Alec | 09.01.15 @ 16:45
My Lovie and I will be looking in to buying a home fairly soon so this article is a big help. I'd definitely be paying as much as I could per month towards the mortgage, but I agree that any extra money should go in savings. It's saddening to think about how much extra people with a bimonthly payment wasted that could have gone towards other bills or the mortgage the correct way!
gracie | 09.01.15 @ 16:54
I have never felt like bi-monthly payments were a good fit for me and this articles certainly did a great job highlighting the reasons that other options may be a better financial fit in the long run!
trish | 09.01.15 @ 17:07
We were highly recommended to go this route by our lender.
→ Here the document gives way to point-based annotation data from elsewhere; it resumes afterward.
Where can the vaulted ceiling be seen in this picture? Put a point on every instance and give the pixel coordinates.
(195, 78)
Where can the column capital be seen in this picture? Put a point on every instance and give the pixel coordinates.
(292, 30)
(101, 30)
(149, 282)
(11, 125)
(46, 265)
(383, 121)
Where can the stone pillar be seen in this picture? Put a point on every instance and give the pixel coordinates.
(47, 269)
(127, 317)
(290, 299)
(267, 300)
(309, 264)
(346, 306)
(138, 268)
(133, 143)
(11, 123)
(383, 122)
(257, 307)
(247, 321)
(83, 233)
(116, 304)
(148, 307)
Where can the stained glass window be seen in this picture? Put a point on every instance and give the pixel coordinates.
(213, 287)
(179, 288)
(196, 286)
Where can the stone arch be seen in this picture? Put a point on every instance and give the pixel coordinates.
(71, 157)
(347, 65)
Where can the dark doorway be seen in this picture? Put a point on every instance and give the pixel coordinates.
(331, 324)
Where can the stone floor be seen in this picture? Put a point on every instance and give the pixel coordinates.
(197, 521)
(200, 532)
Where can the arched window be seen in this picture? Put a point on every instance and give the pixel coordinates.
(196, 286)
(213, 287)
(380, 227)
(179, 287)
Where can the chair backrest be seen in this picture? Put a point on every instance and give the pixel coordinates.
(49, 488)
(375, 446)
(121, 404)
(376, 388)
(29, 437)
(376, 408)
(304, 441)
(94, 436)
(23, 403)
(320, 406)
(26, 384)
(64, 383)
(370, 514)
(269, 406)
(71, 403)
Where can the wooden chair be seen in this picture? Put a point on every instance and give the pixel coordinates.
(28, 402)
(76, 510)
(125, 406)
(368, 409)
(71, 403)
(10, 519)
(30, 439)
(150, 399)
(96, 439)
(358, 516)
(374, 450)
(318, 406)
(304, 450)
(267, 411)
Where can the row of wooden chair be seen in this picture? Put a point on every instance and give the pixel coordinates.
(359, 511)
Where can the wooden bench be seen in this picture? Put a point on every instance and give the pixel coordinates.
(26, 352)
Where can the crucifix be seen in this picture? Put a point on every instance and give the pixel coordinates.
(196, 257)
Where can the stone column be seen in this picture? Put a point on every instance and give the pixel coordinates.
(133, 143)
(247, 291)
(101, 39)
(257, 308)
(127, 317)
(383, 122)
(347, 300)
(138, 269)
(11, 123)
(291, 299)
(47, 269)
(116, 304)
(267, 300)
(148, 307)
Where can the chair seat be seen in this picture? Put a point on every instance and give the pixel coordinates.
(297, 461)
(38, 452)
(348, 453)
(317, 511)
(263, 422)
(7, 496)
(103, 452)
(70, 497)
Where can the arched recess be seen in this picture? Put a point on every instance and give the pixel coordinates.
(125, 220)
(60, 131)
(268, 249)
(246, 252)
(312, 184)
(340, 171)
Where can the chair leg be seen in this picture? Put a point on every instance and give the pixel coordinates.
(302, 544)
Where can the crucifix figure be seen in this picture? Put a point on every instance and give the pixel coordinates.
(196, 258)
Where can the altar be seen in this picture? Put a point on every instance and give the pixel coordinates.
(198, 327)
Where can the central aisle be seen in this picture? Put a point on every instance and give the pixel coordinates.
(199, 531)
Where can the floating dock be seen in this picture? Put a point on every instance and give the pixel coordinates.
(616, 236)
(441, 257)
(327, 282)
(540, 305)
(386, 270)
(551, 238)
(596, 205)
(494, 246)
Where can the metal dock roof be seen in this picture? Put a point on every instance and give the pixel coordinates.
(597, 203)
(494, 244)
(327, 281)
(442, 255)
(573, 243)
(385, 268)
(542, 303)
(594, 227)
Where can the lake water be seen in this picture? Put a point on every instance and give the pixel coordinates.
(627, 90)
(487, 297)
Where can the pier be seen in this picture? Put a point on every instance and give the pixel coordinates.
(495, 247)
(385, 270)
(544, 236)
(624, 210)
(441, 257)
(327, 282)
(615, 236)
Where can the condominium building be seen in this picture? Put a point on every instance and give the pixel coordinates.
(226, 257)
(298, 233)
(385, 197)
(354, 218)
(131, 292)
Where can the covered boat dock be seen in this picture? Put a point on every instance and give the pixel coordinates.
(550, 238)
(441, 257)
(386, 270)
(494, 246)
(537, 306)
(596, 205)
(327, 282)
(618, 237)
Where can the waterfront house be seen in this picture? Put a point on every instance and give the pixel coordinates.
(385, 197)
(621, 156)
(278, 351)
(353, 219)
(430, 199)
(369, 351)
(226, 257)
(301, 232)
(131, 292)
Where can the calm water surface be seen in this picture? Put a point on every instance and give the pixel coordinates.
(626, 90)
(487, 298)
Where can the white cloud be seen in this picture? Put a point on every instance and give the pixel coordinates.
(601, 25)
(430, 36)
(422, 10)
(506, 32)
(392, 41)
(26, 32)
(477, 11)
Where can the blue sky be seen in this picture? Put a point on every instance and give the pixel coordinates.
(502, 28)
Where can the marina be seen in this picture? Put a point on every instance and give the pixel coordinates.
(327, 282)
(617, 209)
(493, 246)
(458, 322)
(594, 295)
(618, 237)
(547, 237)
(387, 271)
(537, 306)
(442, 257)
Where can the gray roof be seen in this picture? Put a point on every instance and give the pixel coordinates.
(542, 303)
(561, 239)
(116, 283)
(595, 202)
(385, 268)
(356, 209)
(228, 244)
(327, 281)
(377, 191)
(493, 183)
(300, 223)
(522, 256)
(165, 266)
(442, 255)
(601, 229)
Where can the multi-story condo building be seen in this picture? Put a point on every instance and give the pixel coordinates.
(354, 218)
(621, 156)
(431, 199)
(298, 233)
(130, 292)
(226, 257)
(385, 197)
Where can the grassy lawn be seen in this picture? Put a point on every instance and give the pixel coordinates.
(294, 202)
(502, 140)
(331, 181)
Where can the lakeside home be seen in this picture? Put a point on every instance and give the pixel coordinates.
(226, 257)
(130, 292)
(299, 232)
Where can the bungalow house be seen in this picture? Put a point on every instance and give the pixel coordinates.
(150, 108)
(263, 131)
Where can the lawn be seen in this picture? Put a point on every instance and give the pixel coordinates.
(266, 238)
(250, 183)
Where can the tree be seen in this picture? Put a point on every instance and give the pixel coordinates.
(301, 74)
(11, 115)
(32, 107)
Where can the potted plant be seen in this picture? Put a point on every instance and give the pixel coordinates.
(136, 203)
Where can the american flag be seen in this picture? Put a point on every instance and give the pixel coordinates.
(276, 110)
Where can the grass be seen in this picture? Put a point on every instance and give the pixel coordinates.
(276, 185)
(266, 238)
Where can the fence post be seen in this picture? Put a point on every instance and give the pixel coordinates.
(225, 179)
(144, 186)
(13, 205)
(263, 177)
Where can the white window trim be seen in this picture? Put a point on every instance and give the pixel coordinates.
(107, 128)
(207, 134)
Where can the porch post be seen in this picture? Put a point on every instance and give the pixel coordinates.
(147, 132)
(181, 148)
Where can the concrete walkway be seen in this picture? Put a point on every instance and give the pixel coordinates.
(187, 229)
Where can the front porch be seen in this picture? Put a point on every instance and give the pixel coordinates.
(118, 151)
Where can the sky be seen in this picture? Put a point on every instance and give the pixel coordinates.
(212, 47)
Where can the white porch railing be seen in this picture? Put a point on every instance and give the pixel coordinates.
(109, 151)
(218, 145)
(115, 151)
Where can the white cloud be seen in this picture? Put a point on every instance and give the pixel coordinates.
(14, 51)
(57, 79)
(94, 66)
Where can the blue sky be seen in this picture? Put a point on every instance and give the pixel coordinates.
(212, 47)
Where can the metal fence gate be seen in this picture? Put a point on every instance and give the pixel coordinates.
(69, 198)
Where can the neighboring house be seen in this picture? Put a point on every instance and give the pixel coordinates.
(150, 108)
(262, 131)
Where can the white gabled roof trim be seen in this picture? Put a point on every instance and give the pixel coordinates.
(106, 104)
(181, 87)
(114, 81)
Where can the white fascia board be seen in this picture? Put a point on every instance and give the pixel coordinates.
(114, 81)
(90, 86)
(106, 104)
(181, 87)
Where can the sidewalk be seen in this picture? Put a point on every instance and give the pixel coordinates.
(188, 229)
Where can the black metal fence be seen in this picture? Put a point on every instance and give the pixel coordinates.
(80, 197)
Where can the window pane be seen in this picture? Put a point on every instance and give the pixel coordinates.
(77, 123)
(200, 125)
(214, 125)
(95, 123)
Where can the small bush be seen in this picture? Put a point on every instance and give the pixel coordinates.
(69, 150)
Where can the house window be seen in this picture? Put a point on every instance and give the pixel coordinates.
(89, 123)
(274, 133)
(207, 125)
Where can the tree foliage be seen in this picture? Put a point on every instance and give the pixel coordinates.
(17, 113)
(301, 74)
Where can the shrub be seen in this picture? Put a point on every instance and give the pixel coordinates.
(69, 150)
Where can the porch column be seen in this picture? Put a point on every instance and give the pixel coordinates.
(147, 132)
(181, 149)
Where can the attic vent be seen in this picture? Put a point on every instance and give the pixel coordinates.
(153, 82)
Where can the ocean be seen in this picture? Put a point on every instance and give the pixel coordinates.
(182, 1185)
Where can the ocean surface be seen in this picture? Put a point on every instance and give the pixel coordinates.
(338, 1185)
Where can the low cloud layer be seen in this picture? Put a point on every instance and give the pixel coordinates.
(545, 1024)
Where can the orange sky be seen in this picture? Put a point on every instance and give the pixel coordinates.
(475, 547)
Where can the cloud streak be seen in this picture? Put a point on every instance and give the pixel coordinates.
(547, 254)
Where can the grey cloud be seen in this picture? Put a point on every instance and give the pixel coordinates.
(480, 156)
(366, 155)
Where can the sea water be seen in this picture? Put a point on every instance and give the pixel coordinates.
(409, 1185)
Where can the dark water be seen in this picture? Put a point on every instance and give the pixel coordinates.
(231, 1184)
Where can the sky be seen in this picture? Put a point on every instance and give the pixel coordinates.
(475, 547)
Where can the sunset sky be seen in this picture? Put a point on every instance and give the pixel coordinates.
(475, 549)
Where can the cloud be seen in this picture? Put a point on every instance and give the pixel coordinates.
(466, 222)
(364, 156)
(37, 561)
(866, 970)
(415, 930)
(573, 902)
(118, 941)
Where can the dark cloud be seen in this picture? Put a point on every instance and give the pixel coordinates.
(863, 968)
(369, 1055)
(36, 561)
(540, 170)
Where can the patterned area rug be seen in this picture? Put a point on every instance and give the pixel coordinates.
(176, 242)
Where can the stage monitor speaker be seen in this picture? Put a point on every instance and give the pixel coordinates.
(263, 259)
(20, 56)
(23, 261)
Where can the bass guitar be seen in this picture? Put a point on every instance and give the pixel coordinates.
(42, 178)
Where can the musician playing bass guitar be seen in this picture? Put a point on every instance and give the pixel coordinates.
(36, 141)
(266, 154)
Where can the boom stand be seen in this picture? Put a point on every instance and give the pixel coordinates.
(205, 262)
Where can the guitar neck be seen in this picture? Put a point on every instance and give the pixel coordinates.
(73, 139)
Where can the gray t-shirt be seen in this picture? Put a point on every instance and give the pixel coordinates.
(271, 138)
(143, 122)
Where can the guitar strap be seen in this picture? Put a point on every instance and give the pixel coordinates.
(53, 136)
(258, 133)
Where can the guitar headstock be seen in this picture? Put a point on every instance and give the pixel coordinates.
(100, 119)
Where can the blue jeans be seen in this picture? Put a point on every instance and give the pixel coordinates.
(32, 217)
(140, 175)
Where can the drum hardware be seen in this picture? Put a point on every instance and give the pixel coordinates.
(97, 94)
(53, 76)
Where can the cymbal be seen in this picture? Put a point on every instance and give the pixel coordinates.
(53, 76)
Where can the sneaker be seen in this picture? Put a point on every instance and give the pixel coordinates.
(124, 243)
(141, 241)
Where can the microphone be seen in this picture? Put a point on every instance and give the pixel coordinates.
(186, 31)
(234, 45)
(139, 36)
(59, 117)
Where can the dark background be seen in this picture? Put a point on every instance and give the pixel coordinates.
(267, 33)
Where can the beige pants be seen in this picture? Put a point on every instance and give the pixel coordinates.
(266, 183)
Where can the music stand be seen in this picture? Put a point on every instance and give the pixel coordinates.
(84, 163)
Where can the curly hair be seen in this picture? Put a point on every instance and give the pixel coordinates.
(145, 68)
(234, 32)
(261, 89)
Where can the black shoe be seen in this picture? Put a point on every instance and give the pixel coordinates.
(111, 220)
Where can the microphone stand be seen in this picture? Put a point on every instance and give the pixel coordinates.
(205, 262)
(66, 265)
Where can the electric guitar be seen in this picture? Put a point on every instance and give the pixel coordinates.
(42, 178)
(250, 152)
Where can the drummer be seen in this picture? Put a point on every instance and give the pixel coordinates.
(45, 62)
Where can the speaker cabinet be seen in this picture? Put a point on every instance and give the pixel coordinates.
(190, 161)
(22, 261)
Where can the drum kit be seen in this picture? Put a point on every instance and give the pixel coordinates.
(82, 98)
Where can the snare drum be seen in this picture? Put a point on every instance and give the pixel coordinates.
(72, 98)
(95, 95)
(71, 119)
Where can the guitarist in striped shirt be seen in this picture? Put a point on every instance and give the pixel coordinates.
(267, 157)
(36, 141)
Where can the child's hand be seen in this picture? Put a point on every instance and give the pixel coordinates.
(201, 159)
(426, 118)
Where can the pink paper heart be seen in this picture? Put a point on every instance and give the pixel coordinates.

I mean, they almost force fed it to us. We declined. After reading this, I am still happy with our decision.
Angie | 09.01.15 @ 18:25
I've always wondered why I'd want to pay someone else to do something that I could easily do myself. The information about prepayment not being very advantageous is surprising to me, though.
Christina | 09.01.15 @ 20:30
Thanks for all the information. We are in process of buying a home. I'm glad to have read this first.
Donnie | 09.01.15 @ 20:30
Good to know. Our next house purchase will be easier.
Rychana Vingia | 09.01.15 @ 20:52
I don't like the idea of making biweekly payments. I don't think I would ever go that route.
Wanda Langley | 09.01.15 @ 22:02
Great information for someone getting ready to buy a house or refinance the one they have already.
Heather | 09.01.15 @ 23:23
Very good information for those who were considering it. I've always been told to just save your money and make one monthly payment towards principal only to cut down the length of your mortgage.
mileaway | 09.03.15 @ 16:54
I do it myself. I don't need to pay a company to make my payments. 99% of all lenders allow you to make no penalty prepayments nowadays. Who and why would anyone take out a loan that didn't allow to you to pay it off early unless they like giving their money away!